🤖 AI Summary
This work investigates the fundamental trade-off between rhetorical style and evidential quality in counterargument generation by large language models (LLMs). To this end, we introduce Counterfire, a dataset of 38,000 stylistically diverse counterarguments, and the first human-annotated argument triads—comprising claim, evidence, and rhetorical style—that enable joint modeling of style control and evidence integration. We evaluate six LLMs—including GPT-3.5 Turbo, GPT-4o, Claude Haiku, and LLaMA-3.1—on counterargument generation and multi-dimensional rhetorical quality assessment. Empirical results reveal that stylistic enhancement significantly improves persuasiveness (p < 0.01) but consistently reduces evidence density, confirming an intrinsic trade-off between these dimensions. Among all models, GPT-3.5 Turbo achieves the best performance yet remains substantially inferior to human-generated counterarguments. This work establishes a new benchmark for controllable and trustworthy argumentative generation and provides theoretical insights into the stylistic–evidential tension in LLM-based reasoning.
📝 Abstract
Large language models (LLMs) play a key role in generating evidence-based and stylistic counter-arguments, yet their effectiveness in real-world applications has been underexplored. Previous research often neglects the balance between evidentiality and style, which are crucial for persuasive arguments. To address this, we evaluated the effectiveness of stylized evidence-based counter-argument generation in Counterfire, a new dataset of 38,000 counter-arguments generated by revising counter-arguments to Reddit's ChangeMyView community to follow different discursive styles.

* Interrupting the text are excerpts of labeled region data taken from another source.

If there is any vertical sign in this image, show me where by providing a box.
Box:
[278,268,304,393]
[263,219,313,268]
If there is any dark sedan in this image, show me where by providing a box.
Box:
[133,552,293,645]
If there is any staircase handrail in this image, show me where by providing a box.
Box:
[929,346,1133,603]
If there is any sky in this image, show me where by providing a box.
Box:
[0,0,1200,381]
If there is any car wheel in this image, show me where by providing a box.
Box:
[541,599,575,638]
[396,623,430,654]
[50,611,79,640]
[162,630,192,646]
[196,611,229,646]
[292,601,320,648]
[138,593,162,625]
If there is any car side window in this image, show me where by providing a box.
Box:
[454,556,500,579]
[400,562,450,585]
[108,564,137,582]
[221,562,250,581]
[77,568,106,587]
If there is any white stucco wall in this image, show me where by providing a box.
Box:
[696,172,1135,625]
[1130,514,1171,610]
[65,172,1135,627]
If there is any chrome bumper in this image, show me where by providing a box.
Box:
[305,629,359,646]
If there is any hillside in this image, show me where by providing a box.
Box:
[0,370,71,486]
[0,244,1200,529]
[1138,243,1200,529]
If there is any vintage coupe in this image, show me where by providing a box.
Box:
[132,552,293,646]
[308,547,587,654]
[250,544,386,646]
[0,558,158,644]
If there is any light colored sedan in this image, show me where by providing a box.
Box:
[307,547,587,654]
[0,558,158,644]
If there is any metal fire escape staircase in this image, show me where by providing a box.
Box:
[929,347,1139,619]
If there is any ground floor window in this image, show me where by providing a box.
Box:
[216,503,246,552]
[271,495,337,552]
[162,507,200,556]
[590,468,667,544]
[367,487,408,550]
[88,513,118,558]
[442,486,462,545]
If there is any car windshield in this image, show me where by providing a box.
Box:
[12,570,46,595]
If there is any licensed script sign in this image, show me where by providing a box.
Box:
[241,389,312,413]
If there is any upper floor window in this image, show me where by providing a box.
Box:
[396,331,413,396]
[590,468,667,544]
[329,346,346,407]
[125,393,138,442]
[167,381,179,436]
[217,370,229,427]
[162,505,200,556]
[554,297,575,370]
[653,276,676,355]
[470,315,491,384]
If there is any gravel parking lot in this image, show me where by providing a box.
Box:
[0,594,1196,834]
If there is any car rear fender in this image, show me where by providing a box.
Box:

We evaluated generic and stylized counter-arguments from basic and fine-tuned models such as GPT-3.5, PaLM-2, and Koala-13B, as well as newer models (GPT-4o, Claude Haiku, LLaMA-3.1) focusing on rhetorical quality and persuasiveness. Our findings reveal that humans prefer stylized counter-arguments over the original outputs, with GPT-3.5 Turbo performing well, though still not reaching human standards of rhetorical quality nor persuasiveness. Additionally, our work created a novel argument triplets dataset for studying style control, with human preference labels that provide insights into the tradeoffs between evidence integration and argument quality.